Tuesday, February 9, 2010

Day 2: Help!

Ya know, this setting your house in order thing is a whole lot harder than I thought! After my attempt to organize my bedroom yesterday, I thought I'd set my sights lower for today. Today, I just wanted things to go smoothly. To stick to the routine. To take care of what needed to be taken care of, and beyond, if possible. Not so, when your daughter is the Queen of Chaos! I suppose things weren't too bad today (after all, I didn't have to clean urine off the floors). Jared took Jason to school, so I didn't have to worry about that (though Jason reports that he was late to class, grrr...). Hayden woke up around 8:30, and while I showered, she pulled out both mine and Jared's dresser drawers and scattered their contents throughout the bedroom. It took me half an hour to put things back the way they were. I was really looking forward to naptime, so I could have those 2 wonderful hours to finish cleaning my room, and maybe even have a bit of lunch. Unfortunately, Hayden had other plans, and they didn't include a nap. I tried for over an hour to put her down. She'd lay in her crib for about 5 minutes, then scream until I came and got her. By the time this had happened twice, it was within 30 minutes of when I have to pick up Jason from school, so I just loaded her into the car and hoped she fall asleep on the way. No such luck. She was wide awake, jabbering, and trying to run WILD the rest of the afternoon, as we picked up Jason, did our grocery shopping, at the doctor's office getting Jason's H1N1 vaccine, and finally at Starbucks, for Jason's Strawberry Frappuccino (his reward for "taking it like a man" at the doctor's). By the time we made it back home, I was exhausted, but still had to throw together a quick dinner before heading back out to help out with the Young Women's etiquette dinner tonight.

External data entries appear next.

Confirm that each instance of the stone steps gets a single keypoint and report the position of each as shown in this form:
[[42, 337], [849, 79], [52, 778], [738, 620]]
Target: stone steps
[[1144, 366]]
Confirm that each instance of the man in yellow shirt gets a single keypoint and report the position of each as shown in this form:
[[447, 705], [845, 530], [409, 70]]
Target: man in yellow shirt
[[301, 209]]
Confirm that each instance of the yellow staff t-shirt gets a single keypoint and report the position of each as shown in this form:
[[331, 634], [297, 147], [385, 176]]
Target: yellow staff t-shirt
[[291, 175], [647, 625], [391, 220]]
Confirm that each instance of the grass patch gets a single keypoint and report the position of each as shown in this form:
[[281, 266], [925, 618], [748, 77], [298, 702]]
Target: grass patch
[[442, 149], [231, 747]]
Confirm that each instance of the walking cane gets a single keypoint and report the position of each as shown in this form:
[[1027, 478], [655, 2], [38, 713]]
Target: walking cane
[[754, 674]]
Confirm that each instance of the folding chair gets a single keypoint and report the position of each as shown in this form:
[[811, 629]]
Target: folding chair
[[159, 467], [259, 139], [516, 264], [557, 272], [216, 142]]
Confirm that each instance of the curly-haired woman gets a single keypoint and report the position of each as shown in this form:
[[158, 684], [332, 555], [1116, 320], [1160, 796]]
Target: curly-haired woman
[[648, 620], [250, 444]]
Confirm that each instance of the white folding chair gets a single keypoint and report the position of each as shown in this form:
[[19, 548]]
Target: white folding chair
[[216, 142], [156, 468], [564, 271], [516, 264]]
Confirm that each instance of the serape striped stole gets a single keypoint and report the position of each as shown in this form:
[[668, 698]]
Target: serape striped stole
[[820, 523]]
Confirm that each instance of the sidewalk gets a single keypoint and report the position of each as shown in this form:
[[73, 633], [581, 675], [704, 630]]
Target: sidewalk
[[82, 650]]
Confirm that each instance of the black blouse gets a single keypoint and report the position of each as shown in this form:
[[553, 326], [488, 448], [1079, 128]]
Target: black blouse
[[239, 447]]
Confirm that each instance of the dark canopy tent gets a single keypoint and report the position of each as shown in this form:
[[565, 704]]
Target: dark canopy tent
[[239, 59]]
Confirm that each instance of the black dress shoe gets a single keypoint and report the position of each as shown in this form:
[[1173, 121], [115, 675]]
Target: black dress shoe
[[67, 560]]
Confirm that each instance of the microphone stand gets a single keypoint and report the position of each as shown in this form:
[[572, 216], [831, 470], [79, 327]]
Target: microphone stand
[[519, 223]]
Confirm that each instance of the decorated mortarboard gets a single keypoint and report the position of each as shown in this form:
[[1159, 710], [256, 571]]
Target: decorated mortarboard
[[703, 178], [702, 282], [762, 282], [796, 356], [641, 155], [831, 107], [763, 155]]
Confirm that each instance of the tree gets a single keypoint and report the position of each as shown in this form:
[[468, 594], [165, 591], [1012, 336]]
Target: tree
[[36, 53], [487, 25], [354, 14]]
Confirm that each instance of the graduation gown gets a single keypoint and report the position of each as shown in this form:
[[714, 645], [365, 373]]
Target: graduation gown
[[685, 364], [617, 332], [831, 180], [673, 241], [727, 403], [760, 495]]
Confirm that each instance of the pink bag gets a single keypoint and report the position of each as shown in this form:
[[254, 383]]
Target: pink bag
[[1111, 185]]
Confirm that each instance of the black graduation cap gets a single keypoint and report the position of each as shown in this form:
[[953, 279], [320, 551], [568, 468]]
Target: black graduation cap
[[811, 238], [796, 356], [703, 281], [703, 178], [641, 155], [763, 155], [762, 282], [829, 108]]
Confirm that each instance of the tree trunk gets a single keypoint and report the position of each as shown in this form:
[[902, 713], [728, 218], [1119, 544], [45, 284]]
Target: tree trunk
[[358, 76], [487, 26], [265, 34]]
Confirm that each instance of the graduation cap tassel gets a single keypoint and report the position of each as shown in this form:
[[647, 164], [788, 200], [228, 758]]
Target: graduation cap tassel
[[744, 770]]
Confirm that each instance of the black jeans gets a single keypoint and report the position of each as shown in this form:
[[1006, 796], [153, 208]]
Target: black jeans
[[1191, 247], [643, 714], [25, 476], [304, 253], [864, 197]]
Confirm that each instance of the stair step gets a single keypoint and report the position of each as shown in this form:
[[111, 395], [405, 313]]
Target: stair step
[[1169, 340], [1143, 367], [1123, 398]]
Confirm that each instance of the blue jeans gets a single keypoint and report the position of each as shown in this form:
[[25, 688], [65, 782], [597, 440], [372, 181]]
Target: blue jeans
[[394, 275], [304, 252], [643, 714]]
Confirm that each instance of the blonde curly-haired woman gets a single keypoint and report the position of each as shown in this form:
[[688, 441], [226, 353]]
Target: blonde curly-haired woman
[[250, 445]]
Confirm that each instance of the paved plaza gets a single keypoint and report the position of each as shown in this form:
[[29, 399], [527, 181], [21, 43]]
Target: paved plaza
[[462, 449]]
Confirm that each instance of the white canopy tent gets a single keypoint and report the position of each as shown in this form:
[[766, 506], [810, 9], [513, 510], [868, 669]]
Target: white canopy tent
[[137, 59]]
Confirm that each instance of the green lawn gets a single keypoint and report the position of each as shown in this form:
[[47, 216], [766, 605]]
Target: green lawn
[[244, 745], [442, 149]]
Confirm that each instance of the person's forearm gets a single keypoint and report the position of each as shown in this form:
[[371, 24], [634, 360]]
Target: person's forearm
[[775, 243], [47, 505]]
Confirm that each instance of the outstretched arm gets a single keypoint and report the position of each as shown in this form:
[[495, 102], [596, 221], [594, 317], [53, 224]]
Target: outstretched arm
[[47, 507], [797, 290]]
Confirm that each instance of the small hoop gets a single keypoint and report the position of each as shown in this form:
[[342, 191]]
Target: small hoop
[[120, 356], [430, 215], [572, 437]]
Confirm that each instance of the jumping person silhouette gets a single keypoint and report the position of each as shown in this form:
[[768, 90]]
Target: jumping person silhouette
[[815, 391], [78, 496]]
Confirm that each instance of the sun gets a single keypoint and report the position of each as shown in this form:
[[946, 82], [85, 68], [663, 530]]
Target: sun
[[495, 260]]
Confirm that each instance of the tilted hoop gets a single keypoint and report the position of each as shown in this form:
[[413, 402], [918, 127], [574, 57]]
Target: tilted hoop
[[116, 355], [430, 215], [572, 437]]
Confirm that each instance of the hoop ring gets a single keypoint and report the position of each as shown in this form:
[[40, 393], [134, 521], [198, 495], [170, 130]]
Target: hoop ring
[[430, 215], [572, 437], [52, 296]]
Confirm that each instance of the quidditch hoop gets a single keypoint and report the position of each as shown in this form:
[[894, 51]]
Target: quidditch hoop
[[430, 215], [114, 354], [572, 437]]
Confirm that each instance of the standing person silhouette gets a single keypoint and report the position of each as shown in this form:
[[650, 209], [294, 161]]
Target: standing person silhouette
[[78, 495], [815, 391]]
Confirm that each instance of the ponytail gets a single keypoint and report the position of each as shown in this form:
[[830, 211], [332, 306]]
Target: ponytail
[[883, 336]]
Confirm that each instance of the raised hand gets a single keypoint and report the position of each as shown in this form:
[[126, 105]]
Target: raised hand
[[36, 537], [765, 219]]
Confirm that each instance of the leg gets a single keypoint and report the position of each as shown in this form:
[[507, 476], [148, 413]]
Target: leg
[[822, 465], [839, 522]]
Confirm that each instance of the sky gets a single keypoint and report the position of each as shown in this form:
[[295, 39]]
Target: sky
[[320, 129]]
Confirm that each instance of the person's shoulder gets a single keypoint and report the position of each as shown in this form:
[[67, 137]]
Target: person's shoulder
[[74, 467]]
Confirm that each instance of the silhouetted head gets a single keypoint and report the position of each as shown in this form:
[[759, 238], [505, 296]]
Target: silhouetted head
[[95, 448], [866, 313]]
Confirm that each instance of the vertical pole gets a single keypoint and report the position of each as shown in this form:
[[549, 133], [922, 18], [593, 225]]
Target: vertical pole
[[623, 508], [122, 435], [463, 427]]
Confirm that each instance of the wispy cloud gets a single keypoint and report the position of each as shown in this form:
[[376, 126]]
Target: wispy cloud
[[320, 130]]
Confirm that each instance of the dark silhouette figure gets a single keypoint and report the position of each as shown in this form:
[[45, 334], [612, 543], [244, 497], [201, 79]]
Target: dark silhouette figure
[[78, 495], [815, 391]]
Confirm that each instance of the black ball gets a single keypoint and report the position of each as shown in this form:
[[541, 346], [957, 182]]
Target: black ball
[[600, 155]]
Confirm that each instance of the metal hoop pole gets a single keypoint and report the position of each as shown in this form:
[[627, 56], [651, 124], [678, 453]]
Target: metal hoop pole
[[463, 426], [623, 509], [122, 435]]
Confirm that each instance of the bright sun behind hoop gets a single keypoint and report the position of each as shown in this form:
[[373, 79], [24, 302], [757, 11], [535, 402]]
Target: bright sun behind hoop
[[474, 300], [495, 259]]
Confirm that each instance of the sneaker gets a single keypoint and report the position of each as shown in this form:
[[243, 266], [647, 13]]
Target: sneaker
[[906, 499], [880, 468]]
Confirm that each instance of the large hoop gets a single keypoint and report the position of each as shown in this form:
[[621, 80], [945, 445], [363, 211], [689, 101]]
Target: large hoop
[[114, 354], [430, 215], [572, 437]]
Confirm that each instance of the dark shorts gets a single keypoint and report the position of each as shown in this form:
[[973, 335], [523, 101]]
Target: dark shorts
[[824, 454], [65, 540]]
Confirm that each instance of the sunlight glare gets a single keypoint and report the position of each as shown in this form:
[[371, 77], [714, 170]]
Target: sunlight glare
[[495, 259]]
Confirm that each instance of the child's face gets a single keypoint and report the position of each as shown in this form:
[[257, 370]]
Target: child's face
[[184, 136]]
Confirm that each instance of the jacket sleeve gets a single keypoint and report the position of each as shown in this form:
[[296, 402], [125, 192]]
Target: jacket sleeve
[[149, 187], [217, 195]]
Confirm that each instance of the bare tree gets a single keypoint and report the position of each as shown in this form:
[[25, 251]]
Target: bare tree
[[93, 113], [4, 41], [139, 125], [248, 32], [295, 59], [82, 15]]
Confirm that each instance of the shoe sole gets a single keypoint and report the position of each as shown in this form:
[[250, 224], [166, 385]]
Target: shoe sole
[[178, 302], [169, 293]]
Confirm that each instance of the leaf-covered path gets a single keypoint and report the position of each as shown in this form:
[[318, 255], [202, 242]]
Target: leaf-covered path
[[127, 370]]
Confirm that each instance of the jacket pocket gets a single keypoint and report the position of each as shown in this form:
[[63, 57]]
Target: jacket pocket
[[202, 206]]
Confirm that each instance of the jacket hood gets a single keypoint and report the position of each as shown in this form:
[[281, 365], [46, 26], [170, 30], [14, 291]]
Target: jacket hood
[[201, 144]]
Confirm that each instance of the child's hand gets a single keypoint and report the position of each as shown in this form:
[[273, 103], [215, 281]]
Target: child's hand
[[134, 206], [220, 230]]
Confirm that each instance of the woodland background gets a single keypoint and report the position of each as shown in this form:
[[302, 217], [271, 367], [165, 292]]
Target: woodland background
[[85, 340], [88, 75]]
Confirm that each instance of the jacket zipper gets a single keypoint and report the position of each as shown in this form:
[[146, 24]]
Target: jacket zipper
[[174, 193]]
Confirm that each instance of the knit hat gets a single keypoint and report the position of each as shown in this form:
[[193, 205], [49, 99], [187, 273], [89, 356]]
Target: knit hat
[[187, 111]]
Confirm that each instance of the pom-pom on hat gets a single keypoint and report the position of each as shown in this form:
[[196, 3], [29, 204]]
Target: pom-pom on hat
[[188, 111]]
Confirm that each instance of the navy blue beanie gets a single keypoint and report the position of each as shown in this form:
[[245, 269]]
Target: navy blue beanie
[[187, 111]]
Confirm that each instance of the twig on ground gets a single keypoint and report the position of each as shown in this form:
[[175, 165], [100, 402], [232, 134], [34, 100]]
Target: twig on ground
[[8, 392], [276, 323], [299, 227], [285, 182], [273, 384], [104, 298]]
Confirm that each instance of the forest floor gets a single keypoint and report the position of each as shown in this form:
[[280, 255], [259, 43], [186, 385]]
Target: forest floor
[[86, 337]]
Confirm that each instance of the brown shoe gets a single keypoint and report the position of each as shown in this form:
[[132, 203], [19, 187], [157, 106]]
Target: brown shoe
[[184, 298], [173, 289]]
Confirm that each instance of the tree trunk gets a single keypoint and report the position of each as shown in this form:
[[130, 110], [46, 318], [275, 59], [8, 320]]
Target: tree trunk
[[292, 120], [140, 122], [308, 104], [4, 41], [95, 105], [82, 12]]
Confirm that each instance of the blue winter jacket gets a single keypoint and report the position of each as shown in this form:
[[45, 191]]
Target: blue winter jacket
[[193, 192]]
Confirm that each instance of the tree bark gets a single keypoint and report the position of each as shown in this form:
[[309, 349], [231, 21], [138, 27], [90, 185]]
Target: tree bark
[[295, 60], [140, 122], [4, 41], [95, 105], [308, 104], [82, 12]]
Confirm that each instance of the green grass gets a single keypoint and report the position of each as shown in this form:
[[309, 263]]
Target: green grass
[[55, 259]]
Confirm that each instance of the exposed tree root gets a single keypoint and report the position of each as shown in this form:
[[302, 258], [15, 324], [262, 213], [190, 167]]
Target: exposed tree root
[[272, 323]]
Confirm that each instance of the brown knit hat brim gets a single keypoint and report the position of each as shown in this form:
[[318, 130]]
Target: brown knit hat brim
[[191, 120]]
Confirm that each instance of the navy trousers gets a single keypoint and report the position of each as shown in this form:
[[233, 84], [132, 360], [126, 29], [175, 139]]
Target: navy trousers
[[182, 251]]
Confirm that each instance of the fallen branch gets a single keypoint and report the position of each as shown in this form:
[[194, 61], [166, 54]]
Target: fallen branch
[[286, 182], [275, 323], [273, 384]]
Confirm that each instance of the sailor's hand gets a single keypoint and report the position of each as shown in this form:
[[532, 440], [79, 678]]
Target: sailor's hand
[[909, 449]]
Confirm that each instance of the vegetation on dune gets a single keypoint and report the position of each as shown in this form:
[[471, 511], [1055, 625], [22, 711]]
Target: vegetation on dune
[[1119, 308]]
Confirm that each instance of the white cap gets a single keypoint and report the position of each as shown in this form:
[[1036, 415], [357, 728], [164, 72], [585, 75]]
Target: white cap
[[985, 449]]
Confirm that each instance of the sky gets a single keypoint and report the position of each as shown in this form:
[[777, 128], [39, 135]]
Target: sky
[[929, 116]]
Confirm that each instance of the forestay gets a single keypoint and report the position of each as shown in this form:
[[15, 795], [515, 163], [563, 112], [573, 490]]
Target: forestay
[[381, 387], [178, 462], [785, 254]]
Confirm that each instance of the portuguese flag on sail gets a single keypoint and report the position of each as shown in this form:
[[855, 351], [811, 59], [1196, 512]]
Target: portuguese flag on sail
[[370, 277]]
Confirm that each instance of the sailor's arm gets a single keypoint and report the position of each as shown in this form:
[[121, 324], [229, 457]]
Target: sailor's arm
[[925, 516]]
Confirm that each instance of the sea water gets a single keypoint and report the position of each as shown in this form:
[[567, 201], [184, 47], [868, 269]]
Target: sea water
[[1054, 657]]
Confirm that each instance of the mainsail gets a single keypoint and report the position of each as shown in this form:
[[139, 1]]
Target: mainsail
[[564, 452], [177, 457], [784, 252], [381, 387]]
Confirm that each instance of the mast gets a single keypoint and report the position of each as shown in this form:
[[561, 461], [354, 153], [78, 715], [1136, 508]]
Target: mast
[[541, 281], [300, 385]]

So after a busy and rather frustrating day, I've been thinking about ways I can calm my frenzied mind. After all, if I'm ever to set my house in order, I figure that I should be in order, myself. I thought about meditation, but I've never really understood how to do that effectively. Whenever I sit down to meditate, I have a tendency to start thinking about all the things I need to do, which only makes me more frantic. So that's out. I think that for me, I find calm in escape. Sometimes, when I have Jared home to watch the kids, it's a total escape. I like to go out and see a movie. By myself. Then, I can be away from everything and everyone, and involve myself in a story that has absolutely nothing to do with me. When I can't do that, I like to read. I always keep a book on my bedside table and I like to end my evenings by reading a chapter or two. This at least, lets my mind escape for a little while, and I can find a momentary calm, which is about all I can hope for until it all starts again tomorrow!